Build a bottle ecosystem! You can make a simple self-sustaining terrarium from a 2-litre pop bottle. Students can observe the interactions, relationships and cycles occurring in their ecosystem. Building is just the beginning! Have students monitor their ecosystems and record their observations in their journal. Check out these examples here.
Head outdoors! Take your students on a walk around a nearby park, garden or your school grounds. Ask students to observe the environment and list all of the animals they see: birds, cats, insects, groundhog. After they’ve written their list, ask them to consider what each animal eats and how it might be connected to other animals, to trees, nature and to humans. You could ask students to imagine a day in the life of one of the animals they saw. What do they eat? Where do those plants or animals get their energy? What kinds of predators do they need to watch out for?
How are we Connected? A Resource by Shelburne farmers How are We Connected? is a teachers resource to help students develop an understanding of and appreciation for where our food and fibers come from. Students learn about the ideas of community, interdependence, cycles, and how all things change over time. There are over 75 “facilitated learning experiences” organized around four “threads” that flow through the seasons: Who Are We?, Who Lives Here?, What’s Happening?, and How Are We Connected?
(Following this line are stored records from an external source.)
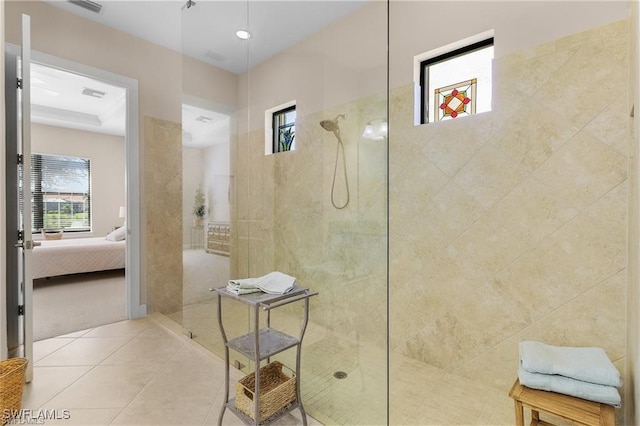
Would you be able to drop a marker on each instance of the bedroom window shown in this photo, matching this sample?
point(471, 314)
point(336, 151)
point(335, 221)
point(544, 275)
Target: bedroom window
point(61, 193)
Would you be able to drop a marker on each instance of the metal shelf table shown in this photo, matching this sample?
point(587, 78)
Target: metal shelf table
point(261, 344)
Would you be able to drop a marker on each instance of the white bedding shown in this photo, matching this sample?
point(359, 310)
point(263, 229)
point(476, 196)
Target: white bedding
point(77, 255)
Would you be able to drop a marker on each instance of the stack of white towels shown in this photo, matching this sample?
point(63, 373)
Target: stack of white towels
point(585, 373)
point(272, 283)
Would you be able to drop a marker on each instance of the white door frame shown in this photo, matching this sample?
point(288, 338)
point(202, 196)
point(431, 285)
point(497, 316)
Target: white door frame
point(135, 309)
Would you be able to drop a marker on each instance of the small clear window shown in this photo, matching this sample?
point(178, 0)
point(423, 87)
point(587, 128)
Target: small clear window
point(457, 83)
point(284, 129)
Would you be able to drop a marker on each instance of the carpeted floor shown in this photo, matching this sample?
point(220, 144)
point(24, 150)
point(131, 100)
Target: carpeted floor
point(63, 305)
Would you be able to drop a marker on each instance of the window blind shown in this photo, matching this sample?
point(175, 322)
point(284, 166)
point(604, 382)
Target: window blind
point(61, 193)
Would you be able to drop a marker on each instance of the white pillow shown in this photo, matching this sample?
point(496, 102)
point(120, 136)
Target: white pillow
point(117, 235)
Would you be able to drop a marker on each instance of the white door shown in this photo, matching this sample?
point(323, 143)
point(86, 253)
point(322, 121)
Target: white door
point(19, 238)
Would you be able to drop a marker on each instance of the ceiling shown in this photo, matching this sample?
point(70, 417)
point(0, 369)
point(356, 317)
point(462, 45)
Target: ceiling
point(204, 31)
point(61, 98)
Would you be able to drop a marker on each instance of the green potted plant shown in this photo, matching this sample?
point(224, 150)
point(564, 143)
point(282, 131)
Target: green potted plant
point(199, 208)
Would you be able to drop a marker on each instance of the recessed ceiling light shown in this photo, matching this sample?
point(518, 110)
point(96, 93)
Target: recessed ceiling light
point(93, 93)
point(243, 34)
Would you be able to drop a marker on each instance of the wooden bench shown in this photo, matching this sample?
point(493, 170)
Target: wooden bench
point(564, 406)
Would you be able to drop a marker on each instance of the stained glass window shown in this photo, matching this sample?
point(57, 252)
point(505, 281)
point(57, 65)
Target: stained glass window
point(455, 100)
point(457, 83)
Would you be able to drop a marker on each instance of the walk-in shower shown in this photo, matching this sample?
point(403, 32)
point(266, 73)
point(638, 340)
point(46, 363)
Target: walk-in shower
point(333, 126)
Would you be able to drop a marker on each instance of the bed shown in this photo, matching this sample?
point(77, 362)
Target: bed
point(77, 255)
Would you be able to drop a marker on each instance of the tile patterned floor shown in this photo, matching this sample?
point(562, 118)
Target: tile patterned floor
point(135, 372)
point(146, 372)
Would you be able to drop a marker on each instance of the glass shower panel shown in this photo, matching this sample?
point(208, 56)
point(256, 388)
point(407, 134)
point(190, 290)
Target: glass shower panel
point(211, 138)
point(318, 212)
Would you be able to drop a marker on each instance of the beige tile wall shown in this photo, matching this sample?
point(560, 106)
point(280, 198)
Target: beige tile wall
point(162, 154)
point(511, 225)
point(285, 219)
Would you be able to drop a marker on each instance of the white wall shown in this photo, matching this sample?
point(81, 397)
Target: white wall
point(3, 237)
point(632, 381)
point(107, 155)
point(192, 171)
point(209, 169)
point(217, 176)
point(518, 25)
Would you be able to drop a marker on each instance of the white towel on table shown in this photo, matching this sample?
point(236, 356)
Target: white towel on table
point(585, 364)
point(276, 283)
point(273, 283)
point(243, 286)
point(567, 386)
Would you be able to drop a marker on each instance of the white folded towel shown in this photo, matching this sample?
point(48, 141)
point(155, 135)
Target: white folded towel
point(273, 283)
point(276, 283)
point(567, 386)
point(585, 364)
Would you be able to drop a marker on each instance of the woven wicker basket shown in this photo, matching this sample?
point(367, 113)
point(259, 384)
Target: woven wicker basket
point(277, 390)
point(12, 377)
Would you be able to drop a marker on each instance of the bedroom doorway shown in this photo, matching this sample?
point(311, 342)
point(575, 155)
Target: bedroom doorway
point(69, 128)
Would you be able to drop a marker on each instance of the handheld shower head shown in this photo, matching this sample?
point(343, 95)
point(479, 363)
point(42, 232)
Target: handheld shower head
point(332, 126)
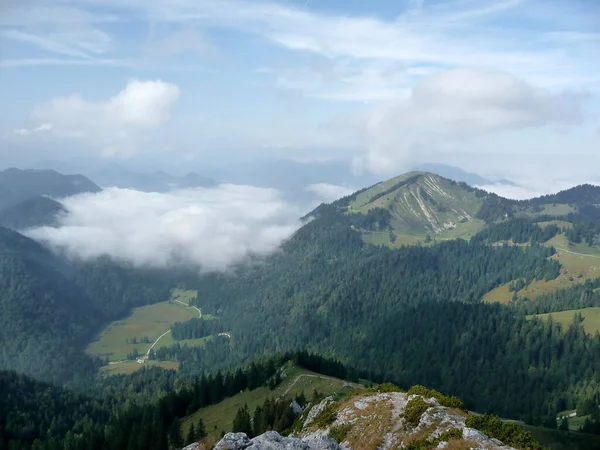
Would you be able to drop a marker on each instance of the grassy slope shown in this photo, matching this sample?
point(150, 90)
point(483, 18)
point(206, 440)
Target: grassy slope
point(591, 316)
point(575, 269)
point(416, 214)
point(562, 440)
point(220, 416)
point(151, 321)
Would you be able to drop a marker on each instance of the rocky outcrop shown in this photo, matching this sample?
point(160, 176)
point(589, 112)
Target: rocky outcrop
point(374, 421)
point(271, 440)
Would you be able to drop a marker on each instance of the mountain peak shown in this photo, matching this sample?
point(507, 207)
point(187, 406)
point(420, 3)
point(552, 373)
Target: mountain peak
point(384, 420)
point(419, 202)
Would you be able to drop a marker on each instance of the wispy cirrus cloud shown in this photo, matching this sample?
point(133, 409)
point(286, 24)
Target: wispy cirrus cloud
point(114, 124)
point(213, 228)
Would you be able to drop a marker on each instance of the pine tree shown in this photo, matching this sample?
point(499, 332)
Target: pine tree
point(564, 424)
point(242, 422)
point(200, 430)
point(175, 438)
point(191, 436)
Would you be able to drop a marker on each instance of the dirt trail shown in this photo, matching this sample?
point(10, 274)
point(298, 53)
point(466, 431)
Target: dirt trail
point(190, 306)
point(354, 385)
point(560, 249)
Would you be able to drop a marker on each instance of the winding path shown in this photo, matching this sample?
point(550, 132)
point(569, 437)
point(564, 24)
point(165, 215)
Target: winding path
point(145, 357)
point(308, 375)
point(190, 306)
point(560, 249)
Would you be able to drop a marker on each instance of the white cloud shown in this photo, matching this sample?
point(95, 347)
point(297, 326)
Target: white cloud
point(78, 43)
point(115, 123)
point(162, 45)
point(329, 192)
point(456, 105)
point(214, 228)
point(42, 128)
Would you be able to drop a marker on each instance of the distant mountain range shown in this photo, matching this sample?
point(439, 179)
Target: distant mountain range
point(18, 185)
point(112, 174)
point(457, 174)
point(24, 196)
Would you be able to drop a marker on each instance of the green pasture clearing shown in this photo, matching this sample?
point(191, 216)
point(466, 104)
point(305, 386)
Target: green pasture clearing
point(563, 440)
point(579, 263)
point(501, 294)
point(150, 320)
point(184, 296)
point(465, 230)
point(168, 341)
point(128, 367)
point(591, 318)
point(220, 416)
point(562, 224)
point(559, 209)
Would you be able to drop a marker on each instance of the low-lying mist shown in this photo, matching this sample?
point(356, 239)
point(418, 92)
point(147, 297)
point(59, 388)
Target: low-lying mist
point(211, 227)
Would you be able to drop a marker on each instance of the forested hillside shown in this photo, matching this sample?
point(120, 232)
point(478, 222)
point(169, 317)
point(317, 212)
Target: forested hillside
point(19, 185)
point(415, 313)
point(407, 314)
point(51, 307)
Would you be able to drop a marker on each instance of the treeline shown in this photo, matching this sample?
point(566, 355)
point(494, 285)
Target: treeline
point(195, 329)
point(519, 231)
point(584, 231)
point(130, 412)
point(51, 306)
point(576, 297)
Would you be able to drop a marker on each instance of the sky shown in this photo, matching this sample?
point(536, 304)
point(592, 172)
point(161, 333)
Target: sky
point(349, 90)
point(503, 87)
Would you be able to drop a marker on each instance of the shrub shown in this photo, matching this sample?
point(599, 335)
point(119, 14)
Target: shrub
point(327, 416)
point(414, 410)
point(444, 400)
point(509, 433)
point(389, 387)
point(340, 432)
point(426, 444)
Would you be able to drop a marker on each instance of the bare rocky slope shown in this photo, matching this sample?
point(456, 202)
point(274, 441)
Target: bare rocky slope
point(384, 421)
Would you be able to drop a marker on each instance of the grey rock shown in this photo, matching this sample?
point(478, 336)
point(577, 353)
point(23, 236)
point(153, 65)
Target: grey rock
point(296, 408)
point(271, 440)
point(233, 441)
point(194, 446)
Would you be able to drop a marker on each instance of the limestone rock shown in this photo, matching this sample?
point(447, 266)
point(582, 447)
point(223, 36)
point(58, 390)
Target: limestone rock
point(233, 441)
point(271, 440)
point(296, 408)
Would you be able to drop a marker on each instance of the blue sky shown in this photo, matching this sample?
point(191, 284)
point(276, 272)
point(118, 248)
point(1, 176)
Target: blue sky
point(384, 84)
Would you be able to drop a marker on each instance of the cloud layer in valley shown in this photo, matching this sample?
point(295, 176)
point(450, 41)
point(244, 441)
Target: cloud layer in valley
point(115, 124)
point(453, 106)
point(213, 228)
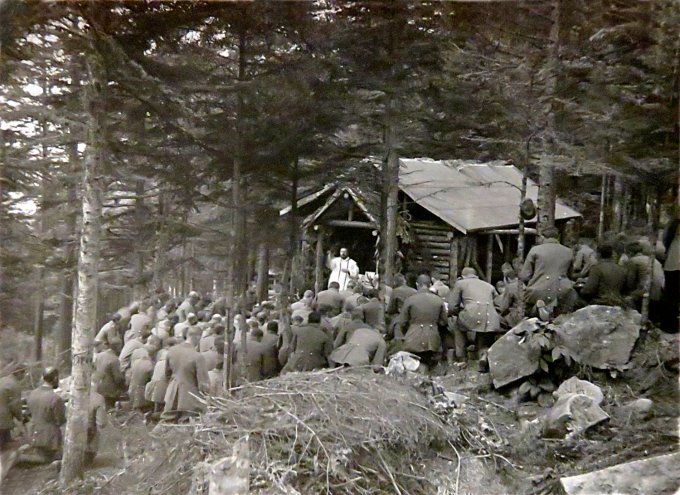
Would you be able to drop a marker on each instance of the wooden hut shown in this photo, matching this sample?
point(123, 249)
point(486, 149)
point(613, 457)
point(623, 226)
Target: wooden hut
point(453, 213)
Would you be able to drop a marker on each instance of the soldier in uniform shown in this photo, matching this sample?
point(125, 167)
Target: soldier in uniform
point(270, 350)
point(606, 283)
point(330, 298)
point(108, 377)
point(420, 318)
point(365, 346)
point(140, 375)
point(187, 306)
point(48, 415)
point(546, 273)
point(310, 346)
point(473, 300)
point(111, 333)
point(10, 403)
point(509, 303)
point(97, 419)
point(373, 311)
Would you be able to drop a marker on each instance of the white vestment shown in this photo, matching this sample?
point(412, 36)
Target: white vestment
point(337, 265)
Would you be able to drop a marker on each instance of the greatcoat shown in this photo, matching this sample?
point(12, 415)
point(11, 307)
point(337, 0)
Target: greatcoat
point(48, 415)
point(420, 317)
point(475, 297)
point(365, 346)
point(310, 347)
point(108, 376)
point(546, 271)
point(188, 378)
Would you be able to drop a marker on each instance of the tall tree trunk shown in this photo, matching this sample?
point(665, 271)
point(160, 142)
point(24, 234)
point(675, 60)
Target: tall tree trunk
point(139, 285)
point(546, 184)
point(653, 203)
point(39, 293)
point(262, 272)
point(66, 299)
point(75, 438)
point(318, 264)
point(617, 204)
point(603, 202)
point(162, 244)
point(3, 213)
point(390, 176)
point(546, 198)
point(238, 268)
point(293, 247)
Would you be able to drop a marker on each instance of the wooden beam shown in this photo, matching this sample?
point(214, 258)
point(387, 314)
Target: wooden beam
point(527, 230)
point(453, 260)
point(350, 223)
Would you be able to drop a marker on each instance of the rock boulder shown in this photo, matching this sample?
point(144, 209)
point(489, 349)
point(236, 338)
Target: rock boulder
point(599, 336)
point(511, 358)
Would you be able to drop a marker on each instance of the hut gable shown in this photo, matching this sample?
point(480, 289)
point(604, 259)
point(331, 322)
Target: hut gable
point(470, 196)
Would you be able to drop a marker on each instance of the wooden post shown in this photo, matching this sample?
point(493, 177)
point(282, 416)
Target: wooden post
point(318, 270)
point(468, 250)
point(489, 257)
point(453, 259)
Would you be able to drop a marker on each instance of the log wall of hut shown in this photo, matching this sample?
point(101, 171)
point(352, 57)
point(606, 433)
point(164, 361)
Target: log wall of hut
point(437, 248)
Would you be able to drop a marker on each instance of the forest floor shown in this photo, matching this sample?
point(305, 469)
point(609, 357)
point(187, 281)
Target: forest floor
point(516, 459)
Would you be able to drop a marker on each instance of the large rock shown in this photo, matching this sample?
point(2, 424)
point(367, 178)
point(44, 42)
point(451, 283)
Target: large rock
point(583, 387)
point(599, 336)
point(658, 474)
point(511, 358)
point(577, 408)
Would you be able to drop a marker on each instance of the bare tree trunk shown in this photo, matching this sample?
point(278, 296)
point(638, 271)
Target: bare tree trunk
point(603, 202)
point(262, 272)
point(546, 198)
point(162, 244)
point(617, 204)
point(75, 438)
point(39, 293)
point(293, 227)
point(66, 299)
point(390, 176)
point(546, 183)
point(652, 206)
point(139, 285)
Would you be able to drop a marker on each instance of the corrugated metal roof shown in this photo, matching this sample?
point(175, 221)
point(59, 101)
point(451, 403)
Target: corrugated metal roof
point(469, 196)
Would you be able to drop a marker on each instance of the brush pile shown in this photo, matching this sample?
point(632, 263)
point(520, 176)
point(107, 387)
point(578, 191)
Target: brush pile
point(333, 431)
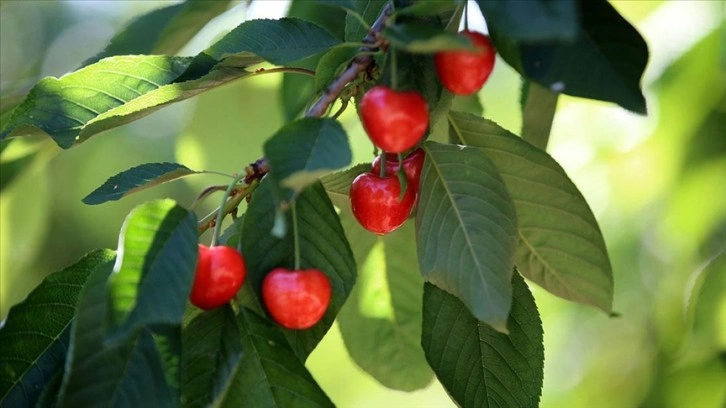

Try this Web of Life activity for Grade 3-5 students.
Project Learning Tree also suggests turning the Web of Life activity into a game. From Project Learning Tree: “You can also get your class onto its feet by turning this activity into a game: all you need is a ball of yarn and some name tags. Once your students have had a chance to try the activity on paper, assign each of them (and yourself) a species from the forest ecosystem and give them a matching species name tag.
Then, gather all your students in a circle. Start the game by throwing the ball of yarn to one student and explaining how your species is connected to theirs. He or she, in turn, chooses someone else in the circle. After explaining how their species is connected to the species represented by the student they chose, toss them the ball of yarn. Continue until every student is linked into your classroom ecosystem.
Once all the students are part of the ecosystem web, you can ask questions to explore how changes in habitat and predators affect the web. For example, you might ask: If a farmer kills all of the wolves in the area to protect their livestock, how would it affect the ecosystem? Have the student representing the wolf let go of their string to show that the wolves are no longer part of the web. This exercise further demonstrates how connected the ecosystem really is.”